Today’s budget deal seals it.
Republicans used to profess to be extremely worried about the budget deficit. Many of us suspected at the time that they were full of it. And one big thing we’ve learned this week is that they were, indeed, full of it.
Back in 2012, Senate Majority Leader Mitch McConnell called the budget deficit “the nation’s most serious long-term problem.” That same year, House Speaker Paul Ryan called it a “serious threat” to the economy. They were full of it.
Not just in the narrow sense that they both went on to enthusiastically endorse a $1.5 trillion tax cut late last year. Nor even in the somewhat broader sense that the real cost of that tax cut is much higher than $1.5 trillion when you consider the various accounting gimmicks and bad-faith phaseouts that were used to squeeze it under that figure.
Even under the weird linguistic conventions of American conservative politics where deficits caused by tax cuts don’t count as real deficits, today’s budget deal — a big, multi-billion dollar increase in military spending “offset” by a nearly-as-large increase in non-military spending — gives up the game entirely. They don’t care, on any level, about the size of the federal budget deficit.
In some ways this is healthy, since deficit alarmism was never a good idea on the merits. But in other ways, they’ve picked a terrible time to own up to not caring — the great wheel of macroeconomic history has finally spun back to a position where deficits are plausibly an actual problem for the economy, albeit a modest one.
The pivot to deficits
To actually believe that Obama-era Republican leaders cared about the federal budget deficit required one to completely ignore those exact same leaders’ prior conduct during George W. Bush’s administration.

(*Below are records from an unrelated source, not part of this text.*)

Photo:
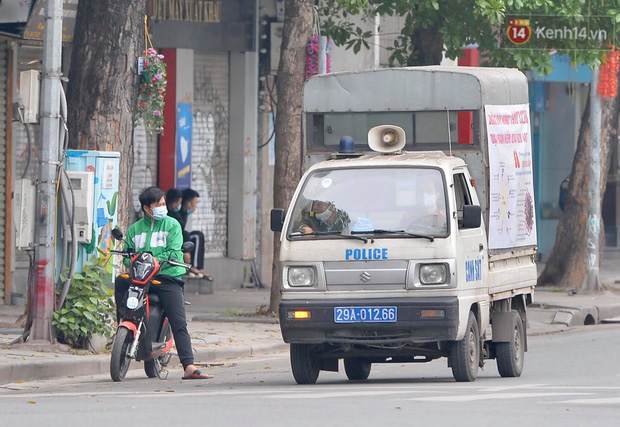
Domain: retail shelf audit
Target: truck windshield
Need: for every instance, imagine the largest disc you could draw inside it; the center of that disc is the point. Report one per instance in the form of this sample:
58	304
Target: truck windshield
359	200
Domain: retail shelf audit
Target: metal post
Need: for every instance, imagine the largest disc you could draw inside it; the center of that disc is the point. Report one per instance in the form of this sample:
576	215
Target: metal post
45	250
592	283
322	54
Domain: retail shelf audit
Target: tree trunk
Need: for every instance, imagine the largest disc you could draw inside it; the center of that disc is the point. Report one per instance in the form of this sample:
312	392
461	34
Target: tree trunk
103	81
566	266
297	31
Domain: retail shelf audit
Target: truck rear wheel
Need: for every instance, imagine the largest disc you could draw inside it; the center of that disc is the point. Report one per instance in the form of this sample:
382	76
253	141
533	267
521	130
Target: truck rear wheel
304	363
465	354
510	355
357	368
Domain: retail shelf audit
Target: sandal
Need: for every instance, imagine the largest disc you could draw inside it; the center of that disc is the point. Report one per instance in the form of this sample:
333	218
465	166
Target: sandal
197	375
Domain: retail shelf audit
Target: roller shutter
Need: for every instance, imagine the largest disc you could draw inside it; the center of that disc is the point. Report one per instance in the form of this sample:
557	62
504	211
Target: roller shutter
210	149
3	119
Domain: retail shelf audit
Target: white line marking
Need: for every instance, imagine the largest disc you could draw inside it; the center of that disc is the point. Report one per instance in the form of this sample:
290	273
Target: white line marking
470	398
601	401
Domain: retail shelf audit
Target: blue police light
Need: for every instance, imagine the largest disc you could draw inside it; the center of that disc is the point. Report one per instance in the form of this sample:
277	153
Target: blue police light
347	145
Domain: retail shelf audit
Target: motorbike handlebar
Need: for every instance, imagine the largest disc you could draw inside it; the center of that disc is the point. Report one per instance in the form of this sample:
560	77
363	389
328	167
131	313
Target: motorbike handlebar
178	264
124	253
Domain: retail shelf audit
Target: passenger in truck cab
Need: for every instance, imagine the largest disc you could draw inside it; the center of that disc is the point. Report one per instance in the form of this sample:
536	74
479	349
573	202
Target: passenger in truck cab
322	216
432	206
429	212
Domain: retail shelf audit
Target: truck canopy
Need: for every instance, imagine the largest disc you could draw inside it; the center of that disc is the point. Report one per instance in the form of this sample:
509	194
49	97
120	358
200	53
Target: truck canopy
439	108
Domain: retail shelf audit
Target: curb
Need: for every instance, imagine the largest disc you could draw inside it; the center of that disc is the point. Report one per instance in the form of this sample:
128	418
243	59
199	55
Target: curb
240	319
100	363
580	316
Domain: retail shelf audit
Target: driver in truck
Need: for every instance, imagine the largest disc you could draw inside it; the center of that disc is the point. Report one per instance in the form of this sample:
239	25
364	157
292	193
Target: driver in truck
322	216
161	235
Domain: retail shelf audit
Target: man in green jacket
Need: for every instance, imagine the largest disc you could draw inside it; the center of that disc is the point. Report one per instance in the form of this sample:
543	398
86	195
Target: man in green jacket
161	235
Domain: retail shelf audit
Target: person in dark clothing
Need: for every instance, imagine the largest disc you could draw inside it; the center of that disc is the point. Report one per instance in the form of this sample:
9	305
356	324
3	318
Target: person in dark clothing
174	200
161	235
563	192
187	205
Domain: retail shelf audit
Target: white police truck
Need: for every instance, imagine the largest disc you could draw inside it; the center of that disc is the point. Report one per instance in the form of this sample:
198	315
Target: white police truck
417	239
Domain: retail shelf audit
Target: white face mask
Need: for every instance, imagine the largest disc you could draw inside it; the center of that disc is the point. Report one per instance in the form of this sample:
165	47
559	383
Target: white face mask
159	213
323	216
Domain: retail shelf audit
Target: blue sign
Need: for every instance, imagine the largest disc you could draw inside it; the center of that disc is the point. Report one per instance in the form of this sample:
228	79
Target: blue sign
473	270
184	146
365	254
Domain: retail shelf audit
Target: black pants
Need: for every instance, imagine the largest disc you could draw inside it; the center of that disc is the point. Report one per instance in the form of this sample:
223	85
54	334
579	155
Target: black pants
171	295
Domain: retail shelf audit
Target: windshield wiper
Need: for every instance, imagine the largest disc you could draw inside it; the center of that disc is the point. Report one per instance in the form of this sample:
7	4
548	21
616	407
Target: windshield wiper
326	233
381	231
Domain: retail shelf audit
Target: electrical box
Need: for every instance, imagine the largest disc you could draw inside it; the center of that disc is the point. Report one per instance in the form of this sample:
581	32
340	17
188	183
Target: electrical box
30	89
96	207
83	185
25	206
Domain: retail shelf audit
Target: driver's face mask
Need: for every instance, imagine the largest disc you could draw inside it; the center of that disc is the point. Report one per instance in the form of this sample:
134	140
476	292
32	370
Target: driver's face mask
323	216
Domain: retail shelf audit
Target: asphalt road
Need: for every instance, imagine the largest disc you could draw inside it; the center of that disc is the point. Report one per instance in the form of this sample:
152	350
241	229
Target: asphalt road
570	379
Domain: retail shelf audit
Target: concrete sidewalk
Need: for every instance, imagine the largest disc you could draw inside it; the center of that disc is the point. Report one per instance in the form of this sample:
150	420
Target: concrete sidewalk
222	326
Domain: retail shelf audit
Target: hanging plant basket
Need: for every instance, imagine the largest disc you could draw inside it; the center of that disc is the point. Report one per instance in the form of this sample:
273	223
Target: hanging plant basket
312	56
151	92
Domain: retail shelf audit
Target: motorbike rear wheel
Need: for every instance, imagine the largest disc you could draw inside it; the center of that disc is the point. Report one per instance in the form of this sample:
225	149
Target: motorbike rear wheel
120	360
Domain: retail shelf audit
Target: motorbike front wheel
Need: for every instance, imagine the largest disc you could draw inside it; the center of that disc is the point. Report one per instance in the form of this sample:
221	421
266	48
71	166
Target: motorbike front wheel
119	363
152	368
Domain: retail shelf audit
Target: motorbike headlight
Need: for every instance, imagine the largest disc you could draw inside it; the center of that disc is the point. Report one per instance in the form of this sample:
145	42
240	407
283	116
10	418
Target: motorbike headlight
433	274
141	270
301	276
132	303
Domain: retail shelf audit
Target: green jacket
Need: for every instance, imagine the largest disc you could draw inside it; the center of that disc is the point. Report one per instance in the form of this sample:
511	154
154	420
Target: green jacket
162	238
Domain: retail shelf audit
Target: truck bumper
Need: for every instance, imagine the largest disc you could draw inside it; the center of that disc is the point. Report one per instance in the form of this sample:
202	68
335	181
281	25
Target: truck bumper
411	326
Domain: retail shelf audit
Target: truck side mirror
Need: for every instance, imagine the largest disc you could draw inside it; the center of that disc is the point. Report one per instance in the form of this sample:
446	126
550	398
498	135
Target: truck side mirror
472	216
277	219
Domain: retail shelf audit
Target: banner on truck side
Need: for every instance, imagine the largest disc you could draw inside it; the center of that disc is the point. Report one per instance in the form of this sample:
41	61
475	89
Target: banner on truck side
512	216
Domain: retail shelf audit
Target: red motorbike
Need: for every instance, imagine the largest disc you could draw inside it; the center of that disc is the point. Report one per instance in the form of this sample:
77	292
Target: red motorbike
144	333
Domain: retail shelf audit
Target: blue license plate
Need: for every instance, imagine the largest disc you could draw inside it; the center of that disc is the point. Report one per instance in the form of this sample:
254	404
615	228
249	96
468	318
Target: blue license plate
365	314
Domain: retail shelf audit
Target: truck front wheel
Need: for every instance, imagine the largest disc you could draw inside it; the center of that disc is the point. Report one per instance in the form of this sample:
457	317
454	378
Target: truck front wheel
304	363
510	355
357	368
465	354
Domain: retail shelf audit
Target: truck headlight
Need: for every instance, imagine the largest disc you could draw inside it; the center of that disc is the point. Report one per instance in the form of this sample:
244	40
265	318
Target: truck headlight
433	274
301	276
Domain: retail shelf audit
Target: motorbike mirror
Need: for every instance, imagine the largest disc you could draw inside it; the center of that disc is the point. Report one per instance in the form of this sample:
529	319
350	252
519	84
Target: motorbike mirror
187	247
117	234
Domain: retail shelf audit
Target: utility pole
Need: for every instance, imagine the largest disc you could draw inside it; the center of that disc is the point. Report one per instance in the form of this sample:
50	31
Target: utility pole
45	249
592	283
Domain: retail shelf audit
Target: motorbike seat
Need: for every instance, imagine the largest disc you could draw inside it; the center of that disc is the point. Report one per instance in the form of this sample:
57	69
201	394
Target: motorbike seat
154	298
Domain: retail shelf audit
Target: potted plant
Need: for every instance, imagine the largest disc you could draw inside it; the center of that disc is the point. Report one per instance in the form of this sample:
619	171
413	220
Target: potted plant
150	108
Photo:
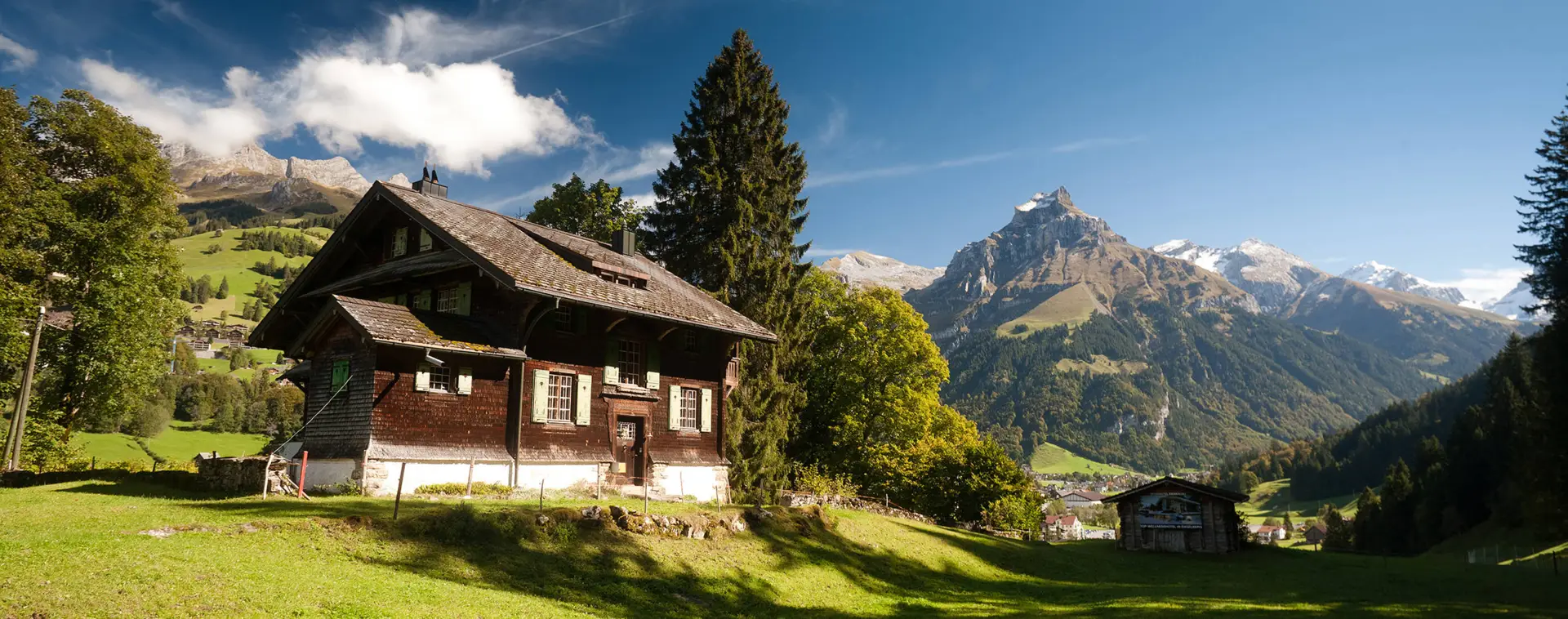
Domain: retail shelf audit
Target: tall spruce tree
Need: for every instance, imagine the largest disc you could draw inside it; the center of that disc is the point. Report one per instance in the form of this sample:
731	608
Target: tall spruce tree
1547	216
726	215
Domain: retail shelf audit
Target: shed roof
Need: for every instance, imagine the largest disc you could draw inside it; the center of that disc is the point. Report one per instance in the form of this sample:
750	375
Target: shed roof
535	257
397	325
1194	486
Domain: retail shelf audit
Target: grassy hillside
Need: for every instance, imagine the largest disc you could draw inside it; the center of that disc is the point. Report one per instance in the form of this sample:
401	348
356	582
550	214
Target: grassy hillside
1271	499
231	264
1054	460
74	550
177	443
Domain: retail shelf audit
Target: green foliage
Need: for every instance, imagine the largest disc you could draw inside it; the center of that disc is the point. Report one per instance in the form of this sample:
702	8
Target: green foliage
458	489
1222	381
816	480
112	245
590	211
726	215
1547	218
1018	513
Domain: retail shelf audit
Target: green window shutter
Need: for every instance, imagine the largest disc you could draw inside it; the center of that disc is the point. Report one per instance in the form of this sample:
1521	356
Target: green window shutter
422	378
584	399
465	298
339	373
707	411
541	390
675	406
653	366
612	361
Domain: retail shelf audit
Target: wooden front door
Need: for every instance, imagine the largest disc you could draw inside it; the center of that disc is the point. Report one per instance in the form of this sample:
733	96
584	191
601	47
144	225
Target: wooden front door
629	448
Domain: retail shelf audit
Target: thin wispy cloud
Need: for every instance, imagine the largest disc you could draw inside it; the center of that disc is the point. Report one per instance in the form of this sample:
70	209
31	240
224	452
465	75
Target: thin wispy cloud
562	37
1094	143
905	170
22	57
1487	284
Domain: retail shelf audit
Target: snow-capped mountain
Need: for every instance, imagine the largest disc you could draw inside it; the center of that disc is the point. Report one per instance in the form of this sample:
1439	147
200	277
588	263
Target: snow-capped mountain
1513	303
252	165
864	269
1388	278
1269	273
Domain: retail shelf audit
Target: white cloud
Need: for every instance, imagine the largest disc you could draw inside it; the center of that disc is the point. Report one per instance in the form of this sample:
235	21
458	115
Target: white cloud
838	119
903	170
390	88
1487	284
1094	143
613	163
20	56
204	121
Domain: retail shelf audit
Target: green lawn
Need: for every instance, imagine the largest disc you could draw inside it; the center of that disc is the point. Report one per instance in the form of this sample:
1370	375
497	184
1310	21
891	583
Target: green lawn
76	549
177	443
1054	460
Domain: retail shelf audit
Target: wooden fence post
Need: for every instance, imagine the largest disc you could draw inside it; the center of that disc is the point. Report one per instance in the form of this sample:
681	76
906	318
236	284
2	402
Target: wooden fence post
397	502
305	461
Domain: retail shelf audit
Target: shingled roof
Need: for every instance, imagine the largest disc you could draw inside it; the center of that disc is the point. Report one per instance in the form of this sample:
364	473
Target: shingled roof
397	325
529	256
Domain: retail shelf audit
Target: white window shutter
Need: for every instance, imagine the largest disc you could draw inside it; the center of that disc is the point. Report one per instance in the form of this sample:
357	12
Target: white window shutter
675	406
541	392
465	298
422	378
707	411
584	399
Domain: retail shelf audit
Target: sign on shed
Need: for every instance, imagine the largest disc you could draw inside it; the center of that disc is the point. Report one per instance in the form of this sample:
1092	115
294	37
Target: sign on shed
1175	514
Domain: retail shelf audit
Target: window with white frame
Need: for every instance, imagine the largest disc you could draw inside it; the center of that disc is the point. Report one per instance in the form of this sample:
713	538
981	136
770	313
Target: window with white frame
439	378
630	363
448	300
559	403
690	407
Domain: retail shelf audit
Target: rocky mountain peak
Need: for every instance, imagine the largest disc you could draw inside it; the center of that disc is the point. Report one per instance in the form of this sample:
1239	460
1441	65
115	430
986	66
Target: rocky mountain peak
1390	278
862	269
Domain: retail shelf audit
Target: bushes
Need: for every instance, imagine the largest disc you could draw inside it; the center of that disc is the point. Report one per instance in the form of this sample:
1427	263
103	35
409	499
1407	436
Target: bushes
480	489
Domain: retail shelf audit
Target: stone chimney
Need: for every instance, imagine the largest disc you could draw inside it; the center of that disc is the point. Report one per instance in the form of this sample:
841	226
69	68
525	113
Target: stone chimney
430	184
623	242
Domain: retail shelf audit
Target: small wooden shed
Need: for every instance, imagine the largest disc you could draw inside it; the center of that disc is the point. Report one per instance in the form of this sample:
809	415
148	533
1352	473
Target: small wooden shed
1174	514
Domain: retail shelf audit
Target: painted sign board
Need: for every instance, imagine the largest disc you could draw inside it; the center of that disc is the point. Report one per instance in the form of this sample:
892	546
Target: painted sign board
1170	510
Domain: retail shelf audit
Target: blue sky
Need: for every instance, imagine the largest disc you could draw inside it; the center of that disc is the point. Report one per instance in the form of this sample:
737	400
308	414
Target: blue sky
1339	131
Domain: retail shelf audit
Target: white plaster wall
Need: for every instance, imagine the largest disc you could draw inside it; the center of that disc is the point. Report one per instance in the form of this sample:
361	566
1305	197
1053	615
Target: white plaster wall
325	472
422	474
557	477
698	482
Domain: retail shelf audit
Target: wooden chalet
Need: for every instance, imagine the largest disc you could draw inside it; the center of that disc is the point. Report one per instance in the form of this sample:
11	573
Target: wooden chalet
453	339
1174	514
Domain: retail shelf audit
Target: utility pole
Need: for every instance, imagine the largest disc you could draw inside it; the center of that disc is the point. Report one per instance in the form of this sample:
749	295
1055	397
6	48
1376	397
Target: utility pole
13	448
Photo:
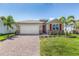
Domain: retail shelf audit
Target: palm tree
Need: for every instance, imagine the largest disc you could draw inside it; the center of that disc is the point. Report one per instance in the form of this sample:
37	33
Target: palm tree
62	19
3	20
8	21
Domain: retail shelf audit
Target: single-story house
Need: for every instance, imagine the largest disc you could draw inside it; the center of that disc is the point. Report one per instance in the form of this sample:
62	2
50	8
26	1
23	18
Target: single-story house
4	30
29	27
55	26
39	27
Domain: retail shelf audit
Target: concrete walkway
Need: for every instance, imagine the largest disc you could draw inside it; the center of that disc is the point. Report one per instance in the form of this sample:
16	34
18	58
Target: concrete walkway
20	46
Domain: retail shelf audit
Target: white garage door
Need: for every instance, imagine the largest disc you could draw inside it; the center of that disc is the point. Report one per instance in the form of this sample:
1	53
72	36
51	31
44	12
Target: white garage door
29	29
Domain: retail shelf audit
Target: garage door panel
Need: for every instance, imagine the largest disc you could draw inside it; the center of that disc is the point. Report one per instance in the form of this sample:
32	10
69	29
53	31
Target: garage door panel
29	29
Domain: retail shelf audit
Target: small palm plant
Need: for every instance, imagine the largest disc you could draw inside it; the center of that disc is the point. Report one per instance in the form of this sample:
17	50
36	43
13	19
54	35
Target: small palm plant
8	21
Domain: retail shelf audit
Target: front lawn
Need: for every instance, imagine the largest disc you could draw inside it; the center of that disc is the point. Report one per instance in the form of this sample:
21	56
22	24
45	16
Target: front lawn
59	46
4	37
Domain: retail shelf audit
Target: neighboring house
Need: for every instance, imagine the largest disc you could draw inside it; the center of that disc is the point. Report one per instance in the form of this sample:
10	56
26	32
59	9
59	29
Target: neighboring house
4	30
69	27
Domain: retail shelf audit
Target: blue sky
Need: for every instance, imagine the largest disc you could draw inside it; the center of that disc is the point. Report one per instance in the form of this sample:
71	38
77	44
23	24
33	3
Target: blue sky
39	11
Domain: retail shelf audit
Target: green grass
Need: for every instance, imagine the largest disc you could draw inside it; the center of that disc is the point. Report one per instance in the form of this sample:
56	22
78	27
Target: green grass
4	37
59	46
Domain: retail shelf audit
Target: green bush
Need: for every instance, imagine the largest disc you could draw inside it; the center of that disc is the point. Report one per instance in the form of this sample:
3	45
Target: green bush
59	46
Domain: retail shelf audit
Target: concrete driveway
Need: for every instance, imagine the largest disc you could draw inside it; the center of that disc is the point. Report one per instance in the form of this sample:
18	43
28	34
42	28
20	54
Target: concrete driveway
20	46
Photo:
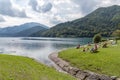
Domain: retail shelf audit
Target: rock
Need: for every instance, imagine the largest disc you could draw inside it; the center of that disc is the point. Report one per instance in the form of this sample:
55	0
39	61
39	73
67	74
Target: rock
72	72
104	77
93	77
66	68
60	64
82	75
113	77
118	79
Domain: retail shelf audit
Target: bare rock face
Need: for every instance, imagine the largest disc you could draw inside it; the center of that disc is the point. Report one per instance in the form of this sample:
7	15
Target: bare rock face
80	74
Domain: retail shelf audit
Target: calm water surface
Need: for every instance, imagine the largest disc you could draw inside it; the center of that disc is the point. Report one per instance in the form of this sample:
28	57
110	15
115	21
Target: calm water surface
37	47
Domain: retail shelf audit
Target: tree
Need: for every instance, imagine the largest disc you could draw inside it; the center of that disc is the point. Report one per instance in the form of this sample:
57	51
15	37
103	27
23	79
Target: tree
97	38
116	33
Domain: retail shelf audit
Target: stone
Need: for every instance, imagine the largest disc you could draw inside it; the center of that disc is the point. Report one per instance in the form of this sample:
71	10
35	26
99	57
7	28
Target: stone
104	77
66	68
114	77
93	77
61	64
82	75
72	72
118	79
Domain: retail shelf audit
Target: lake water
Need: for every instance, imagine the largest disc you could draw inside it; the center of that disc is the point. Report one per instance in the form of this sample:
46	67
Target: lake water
37	47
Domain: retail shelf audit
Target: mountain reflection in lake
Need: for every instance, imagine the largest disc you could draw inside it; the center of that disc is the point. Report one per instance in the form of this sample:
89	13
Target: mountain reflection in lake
37	47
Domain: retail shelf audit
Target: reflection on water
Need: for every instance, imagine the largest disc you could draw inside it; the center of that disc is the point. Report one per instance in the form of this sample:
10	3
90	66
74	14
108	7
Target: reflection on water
38	48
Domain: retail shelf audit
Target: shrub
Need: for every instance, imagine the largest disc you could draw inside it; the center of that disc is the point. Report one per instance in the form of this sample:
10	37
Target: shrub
97	38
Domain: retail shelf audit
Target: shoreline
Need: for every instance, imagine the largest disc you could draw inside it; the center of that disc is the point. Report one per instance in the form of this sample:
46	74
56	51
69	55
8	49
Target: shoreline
80	74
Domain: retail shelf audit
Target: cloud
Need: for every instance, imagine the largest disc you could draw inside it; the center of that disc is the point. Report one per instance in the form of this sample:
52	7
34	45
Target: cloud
46	7
42	8
6	8
2	19
48	12
33	4
86	6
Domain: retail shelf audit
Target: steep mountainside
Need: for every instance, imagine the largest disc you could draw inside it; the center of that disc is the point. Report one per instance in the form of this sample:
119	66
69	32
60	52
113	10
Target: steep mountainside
22	30
103	20
30	31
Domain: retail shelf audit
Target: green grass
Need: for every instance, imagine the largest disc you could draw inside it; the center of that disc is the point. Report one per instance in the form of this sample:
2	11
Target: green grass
106	61
23	68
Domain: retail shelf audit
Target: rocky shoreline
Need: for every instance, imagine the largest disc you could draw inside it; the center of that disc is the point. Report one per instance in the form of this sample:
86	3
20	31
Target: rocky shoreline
80	74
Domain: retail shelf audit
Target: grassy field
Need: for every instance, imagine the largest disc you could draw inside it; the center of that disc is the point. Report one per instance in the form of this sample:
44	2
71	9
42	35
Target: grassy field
22	68
106	61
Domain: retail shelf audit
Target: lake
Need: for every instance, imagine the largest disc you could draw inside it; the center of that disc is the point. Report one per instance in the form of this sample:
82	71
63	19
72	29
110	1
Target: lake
38	47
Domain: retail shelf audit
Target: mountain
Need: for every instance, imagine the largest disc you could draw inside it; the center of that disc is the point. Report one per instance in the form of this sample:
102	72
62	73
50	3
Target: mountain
30	31
103	20
22	30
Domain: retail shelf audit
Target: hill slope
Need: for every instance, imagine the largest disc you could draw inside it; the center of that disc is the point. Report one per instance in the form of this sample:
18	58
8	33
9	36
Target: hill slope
103	20
30	31
17	30
22	68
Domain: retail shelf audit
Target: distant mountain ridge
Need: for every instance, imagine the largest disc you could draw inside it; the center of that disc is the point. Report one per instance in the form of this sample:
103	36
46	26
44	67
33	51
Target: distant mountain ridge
22	30
103	20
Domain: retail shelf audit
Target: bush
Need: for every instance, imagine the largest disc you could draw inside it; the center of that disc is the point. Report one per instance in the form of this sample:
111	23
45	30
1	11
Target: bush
97	38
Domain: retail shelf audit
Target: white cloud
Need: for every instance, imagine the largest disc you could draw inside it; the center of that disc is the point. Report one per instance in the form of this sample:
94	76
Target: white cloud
48	12
2	19
6	8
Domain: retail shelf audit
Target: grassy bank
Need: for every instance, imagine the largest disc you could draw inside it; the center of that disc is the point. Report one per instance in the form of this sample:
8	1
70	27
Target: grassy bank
106	61
22	68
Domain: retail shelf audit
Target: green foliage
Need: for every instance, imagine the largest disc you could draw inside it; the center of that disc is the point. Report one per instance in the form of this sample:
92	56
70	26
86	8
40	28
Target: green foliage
97	38
106	61
23	68
116	33
103	20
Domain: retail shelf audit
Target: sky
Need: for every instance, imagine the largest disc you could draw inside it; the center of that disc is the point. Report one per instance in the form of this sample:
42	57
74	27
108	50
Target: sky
47	12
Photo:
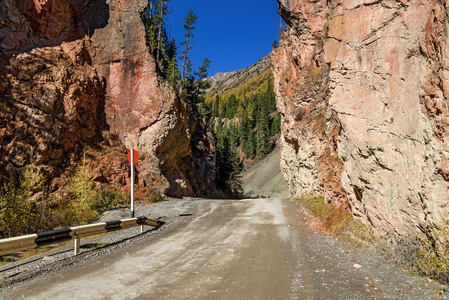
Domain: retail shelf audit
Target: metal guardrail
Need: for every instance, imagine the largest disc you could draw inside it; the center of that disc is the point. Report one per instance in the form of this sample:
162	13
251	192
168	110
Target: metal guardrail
15	244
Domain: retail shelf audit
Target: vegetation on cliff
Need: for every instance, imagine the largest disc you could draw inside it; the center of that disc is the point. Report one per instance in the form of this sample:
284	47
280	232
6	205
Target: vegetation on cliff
244	117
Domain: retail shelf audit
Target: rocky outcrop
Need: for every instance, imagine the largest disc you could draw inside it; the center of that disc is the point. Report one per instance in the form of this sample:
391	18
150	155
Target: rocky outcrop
362	86
49	106
85	64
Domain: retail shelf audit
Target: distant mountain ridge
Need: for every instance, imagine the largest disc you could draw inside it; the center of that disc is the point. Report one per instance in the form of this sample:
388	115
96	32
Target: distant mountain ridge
227	83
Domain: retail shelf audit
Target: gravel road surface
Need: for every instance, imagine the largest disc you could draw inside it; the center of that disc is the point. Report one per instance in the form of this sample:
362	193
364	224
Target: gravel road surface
228	249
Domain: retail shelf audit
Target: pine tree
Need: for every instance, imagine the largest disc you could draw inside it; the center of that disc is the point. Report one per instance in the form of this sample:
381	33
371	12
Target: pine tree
201	84
189	21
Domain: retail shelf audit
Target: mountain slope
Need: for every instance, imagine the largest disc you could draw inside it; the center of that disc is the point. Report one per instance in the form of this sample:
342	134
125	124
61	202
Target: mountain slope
245	82
265	179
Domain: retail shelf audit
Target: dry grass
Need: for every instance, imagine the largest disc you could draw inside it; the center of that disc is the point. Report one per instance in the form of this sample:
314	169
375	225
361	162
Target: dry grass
337	220
426	255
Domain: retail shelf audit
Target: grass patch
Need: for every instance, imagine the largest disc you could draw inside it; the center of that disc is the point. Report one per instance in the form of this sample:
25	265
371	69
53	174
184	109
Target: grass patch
337	220
426	255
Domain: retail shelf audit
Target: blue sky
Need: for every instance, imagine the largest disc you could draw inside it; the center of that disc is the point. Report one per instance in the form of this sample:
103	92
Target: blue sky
233	34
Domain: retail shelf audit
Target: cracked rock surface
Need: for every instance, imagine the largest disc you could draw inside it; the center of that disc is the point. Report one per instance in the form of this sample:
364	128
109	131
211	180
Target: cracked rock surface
362	87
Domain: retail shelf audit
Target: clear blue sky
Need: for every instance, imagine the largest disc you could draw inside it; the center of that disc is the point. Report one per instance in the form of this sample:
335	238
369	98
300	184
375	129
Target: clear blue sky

When Bush was president, he signed two rounds of massive tax cuts, oversaw a large increase in military spending, expanded Medicare and Supplement Nutrition Assistance Program benefits, hiked education spending, and didn’t come close to offsetting any of that with cuts anywhere else. McConnell, Ryan, and other prominent Obama-era Republican leaders like former Speaker John Boehner were enthusiastic proponents of all this. And, of course, they all duly backed the 2008 bank bailouts when the economy came crashing down around our heads.
With Bushonomics completely discredited by 2009, however, the GOP was clearly in need of a brand refresh.
What they came up with was the “Tea Party” and the insistence that the big lesson of the Bush years was that Republicans had moved away from conservative economic orthodoxy. Deficit fearmongering and stringent anti-spending ideology were in, devil-may-care tax cutting was out. That — at least in theory — is why Republicans opposed Obama’s stimulus bill in 2009, why they opposed extensions of a payroll tax holiday, and why they insisted on creating the budget sequester in exchange for lifting the debt ceiling in 2011.
All this made the budget deficit lower than, economically speaking, it should have been at a time when the unemployment rate was very high and the Federal Reserve was committed to holding interest rates at zero. Today, macroeconomic conditions have reversed themselves — and so have Republicans.
Well, whatever, nevermind
Then Donald Trump won the 2016 election, and the Tea Party rebrand became obsolete.
Republicans were no longer stringent fiscal hawks they were instead “populists” and the Freedom Caucus is now primarily focused on anti-immigration causes. Just like magic, deficits were good again. You’d never get a giant, unpopular corporate income tax cut passed if you offset it with spending cuts. Instead, you attach it to some smaller, temporary middle-class tax cuts and watch the deficit soar. Want more money for the military? Simple — agree to Democratic demands for more domestic spending!
This will not, in the short-term, be any kind of economic disaster.
But in macroeconomic terms, the timing really is unfortunate. Back in 2012 with the Fed holding interest rates at zero and the unemployment rate extraordinarily elevated, bigger deficits would have put people back to work faster and strongly served the national interest. Six years later with the unemployment rate considerably lower and the Fed in the process of raising interest rates, a bigger deficit will — at best — simply accelerate the Fed’s moves somewhat.
And it’s at least possible that the labor market has really run out of slack (or at least that it will do so soon) and deficits will become genuinely counterproductive for arguably the first time in the 21st century. At a minimum, there’s absolutely no economic theory under which 2018 deficits are more benign than 2012 deficits.